Border Patrol, Social Media and Transnational Messaging

Kathleen Christie


Social media has penetrated every aspect of society and provided people with instant gratification and communication avenues. Social media is also a low-cost, high-capacity vehicle for law enforcement to communicate with the public. However, law enforcement agencies are only beginning to use this tool for community engagement. Police departments have leveraged Facebook to share photographs of officers assisting the public or officers participating in events within the community.

Since 1924, U.S. Border Patrol agents have worked diligently within its communities to educate the public on the Border Patrol mission.
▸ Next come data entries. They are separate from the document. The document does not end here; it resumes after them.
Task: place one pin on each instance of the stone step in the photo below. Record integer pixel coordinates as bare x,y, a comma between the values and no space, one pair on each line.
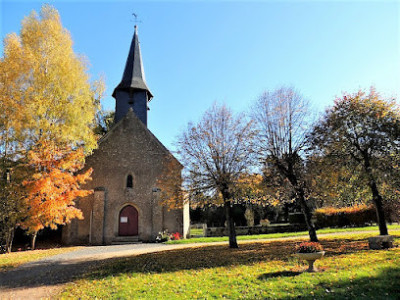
126,240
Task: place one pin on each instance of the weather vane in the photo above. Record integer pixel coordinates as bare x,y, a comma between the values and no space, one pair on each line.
136,19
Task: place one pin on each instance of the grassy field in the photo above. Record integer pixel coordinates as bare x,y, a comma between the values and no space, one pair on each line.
14,259
256,270
280,235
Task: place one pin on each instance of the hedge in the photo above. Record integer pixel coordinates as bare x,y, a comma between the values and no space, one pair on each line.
358,215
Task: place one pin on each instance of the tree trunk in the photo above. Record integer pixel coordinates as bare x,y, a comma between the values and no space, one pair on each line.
303,204
377,198
33,240
307,216
231,225
9,240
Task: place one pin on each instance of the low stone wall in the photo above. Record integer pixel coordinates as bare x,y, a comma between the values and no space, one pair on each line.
258,229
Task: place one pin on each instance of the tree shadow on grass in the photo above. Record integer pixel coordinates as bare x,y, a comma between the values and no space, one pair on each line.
200,257
267,276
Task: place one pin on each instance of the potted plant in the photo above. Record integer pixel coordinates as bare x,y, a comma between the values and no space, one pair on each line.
310,251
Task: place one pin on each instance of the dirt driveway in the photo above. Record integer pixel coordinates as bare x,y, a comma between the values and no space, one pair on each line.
45,278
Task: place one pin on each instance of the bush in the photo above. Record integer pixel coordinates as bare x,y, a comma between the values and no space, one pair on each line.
358,215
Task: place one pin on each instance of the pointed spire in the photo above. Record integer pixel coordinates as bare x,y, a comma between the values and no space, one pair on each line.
133,77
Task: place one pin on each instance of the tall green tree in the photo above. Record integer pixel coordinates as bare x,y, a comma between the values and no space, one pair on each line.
217,152
362,131
283,118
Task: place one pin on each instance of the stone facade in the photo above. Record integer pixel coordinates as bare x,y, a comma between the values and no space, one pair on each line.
126,168
128,149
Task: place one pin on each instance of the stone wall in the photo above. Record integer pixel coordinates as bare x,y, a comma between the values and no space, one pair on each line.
128,149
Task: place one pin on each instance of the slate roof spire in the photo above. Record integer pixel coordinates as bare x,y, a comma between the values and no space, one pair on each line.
133,77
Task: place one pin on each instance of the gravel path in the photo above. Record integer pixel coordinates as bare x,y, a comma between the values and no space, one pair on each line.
45,278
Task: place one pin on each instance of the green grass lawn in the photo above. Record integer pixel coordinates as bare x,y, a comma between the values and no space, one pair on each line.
14,259
279,235
256,270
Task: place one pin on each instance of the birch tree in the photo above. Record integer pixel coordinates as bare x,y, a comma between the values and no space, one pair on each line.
283,118
216,153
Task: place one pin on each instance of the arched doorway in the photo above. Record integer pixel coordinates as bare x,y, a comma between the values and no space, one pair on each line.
128,221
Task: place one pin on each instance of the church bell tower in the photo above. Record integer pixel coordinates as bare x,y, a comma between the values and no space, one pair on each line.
132,92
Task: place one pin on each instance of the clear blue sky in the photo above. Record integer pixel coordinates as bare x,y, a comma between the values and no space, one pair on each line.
199,52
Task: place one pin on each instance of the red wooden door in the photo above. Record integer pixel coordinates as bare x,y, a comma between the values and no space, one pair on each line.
128,221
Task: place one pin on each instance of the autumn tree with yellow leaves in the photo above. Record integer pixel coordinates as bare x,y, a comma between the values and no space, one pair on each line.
283,121
216,153
49,115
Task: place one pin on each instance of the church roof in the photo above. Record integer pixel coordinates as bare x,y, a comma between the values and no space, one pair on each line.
137,126
133,77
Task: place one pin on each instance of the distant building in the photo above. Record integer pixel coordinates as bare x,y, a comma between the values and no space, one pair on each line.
126,167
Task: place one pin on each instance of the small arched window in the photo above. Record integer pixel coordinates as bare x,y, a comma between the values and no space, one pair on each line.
129,181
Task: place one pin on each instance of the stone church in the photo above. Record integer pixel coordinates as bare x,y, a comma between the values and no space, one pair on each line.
126,168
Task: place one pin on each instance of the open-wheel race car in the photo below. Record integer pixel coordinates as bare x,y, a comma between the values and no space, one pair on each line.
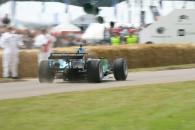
74,66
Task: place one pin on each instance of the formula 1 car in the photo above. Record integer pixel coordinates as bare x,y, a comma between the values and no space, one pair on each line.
74,66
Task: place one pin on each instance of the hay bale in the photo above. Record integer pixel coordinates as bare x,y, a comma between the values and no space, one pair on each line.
136,55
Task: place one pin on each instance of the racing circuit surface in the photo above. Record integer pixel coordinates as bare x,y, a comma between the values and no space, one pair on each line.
31,87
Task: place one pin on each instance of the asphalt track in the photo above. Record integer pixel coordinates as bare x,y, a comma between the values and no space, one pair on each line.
31,87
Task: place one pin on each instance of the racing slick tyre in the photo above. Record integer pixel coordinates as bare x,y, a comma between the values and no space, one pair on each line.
94,71
72,75
120,69
45,73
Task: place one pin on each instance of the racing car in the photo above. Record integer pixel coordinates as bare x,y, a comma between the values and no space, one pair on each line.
74,66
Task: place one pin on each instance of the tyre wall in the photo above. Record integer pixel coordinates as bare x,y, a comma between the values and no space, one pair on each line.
137,56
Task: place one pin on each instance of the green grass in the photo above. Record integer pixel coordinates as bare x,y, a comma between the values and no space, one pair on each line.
170,67
148,107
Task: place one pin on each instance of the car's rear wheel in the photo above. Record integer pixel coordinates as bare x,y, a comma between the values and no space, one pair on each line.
120,69
45,72
94,71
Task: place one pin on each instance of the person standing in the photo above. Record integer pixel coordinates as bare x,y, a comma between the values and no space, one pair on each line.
10,42
45,42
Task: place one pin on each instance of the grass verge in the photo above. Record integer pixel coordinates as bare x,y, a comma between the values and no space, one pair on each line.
170,67
148,107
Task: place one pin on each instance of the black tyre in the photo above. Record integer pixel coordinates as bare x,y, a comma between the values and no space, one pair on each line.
45,72
73,75
94,71
120,69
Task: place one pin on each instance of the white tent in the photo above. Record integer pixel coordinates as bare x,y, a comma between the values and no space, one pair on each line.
95,31
65,27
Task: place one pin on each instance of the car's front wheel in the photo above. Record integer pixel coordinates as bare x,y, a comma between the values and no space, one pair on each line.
45,72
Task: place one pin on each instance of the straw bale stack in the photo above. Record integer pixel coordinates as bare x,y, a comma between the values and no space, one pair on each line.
136,55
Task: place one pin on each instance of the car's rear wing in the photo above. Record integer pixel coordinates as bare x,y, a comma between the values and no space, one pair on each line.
67,55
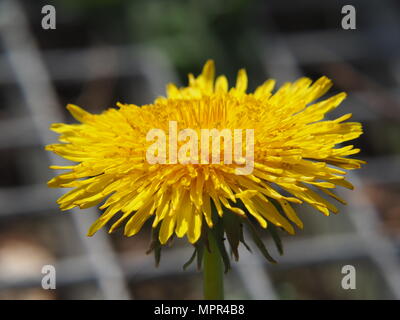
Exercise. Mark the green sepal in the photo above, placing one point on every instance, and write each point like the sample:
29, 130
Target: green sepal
259, 243
155, 246
232, 229
273, 230
190, 261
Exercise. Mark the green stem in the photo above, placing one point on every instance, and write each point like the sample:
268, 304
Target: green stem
213, 280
In 2003, the Border Patrol became a component of the recently formed Customs and Border Protection (CBP). At this time, all public affairs duties were moved to the CBP Public Affairs Office. The CBP Public Affairs Office controls all messaging to the public. CBP also leverages social media; Border Patrol may use social media as well, but only under the CBP umbrella. In other words, Border Patrol does not have specific social media accounts with the Border Patrol logo or that are used by agents in the field. CBP lacks a specific policy for social media use and relies on users to adhere to a common-sense approach to using social media platforms. Border Patrol should be able to leverage social media to engage with citizens in Canada and Mexico in support of the transnational mission to disrupt and degrade the transnational criminal organizations.
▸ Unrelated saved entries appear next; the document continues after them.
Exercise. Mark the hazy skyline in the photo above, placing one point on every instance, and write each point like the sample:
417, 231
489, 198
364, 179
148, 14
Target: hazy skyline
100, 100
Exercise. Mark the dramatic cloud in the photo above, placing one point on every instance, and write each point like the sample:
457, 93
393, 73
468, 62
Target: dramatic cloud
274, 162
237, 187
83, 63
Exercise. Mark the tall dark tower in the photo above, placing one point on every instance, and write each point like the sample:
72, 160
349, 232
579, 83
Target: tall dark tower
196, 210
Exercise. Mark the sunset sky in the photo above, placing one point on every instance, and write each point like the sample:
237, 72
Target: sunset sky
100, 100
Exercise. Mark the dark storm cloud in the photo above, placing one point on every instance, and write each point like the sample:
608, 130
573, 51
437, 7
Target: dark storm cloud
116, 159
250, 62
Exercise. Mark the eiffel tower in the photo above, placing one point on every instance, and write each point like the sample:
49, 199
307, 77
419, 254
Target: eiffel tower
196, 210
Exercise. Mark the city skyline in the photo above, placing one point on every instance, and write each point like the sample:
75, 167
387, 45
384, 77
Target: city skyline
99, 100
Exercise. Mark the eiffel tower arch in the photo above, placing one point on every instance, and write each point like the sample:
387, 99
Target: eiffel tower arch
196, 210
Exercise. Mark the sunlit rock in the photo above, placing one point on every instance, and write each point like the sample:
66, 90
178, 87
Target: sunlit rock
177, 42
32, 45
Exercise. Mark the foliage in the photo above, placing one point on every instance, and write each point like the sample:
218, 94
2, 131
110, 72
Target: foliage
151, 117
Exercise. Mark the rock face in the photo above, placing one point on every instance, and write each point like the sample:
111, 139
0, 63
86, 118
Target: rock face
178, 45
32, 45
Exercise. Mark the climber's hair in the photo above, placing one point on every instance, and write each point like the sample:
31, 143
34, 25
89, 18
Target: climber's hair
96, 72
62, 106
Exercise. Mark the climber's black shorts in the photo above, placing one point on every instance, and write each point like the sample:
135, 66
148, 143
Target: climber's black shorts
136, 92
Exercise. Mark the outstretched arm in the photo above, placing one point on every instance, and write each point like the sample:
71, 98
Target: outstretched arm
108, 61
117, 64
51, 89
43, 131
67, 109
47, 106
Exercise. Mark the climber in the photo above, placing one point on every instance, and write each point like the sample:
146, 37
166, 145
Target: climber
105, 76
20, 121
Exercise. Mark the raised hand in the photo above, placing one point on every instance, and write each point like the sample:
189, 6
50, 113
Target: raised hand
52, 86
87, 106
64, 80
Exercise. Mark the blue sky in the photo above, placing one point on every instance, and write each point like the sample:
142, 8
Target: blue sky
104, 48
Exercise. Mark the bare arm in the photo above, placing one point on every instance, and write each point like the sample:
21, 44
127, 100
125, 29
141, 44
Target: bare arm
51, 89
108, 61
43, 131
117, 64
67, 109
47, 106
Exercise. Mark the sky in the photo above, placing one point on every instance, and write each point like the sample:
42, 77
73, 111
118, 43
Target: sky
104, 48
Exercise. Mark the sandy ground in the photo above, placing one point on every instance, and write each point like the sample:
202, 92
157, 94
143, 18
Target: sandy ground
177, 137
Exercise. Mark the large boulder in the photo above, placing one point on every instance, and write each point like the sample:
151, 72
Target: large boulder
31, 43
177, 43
This thesis examines social media use in Canada and Mexico to determine if there is an adequate audience for Border Patrol engagement via social media. Social media policies of the U.S. Army, State Department, Department of the Interior, New York Police Department, Seattle Police Department, and Honolulu Police Department are analyzed to determine their best practices and policy gaps. The paper then examines police department use of social media to evaluate methods for adoption by the Border Patrol. Police departments utilize social media in various ways, such as for community engagement, conflict resolution, crime solving, and disaster management.
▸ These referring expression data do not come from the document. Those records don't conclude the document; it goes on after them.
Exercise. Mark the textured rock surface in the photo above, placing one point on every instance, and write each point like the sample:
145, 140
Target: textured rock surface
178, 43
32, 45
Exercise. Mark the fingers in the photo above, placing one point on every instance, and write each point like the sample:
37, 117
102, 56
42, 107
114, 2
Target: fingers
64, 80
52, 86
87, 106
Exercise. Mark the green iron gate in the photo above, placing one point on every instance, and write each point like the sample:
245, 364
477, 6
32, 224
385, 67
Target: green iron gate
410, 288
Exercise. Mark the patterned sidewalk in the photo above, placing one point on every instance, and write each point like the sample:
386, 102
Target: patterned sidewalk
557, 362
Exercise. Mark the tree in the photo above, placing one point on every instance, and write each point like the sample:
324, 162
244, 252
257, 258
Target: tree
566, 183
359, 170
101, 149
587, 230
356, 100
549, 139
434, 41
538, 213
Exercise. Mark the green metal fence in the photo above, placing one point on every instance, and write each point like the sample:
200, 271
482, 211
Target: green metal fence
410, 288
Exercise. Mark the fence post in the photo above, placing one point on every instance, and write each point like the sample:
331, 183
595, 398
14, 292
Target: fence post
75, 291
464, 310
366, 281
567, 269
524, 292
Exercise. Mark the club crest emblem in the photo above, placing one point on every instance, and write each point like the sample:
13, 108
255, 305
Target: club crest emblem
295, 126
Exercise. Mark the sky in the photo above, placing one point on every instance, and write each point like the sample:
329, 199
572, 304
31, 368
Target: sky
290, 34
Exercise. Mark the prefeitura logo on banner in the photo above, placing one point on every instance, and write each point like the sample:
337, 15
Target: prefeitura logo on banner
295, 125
Border Patrol should be able to leverage its own social media accounts for community engagement and not rely solely on CBP social media accounts. Border Patrol will need to develop a social media policy to protect users and the integrity of the organization. Agents using social media will need to be trained on the common dos and don’ts for social media use and how to reach the target audience. CBP must amend its media policies to add social media use in order to protect users and the agency.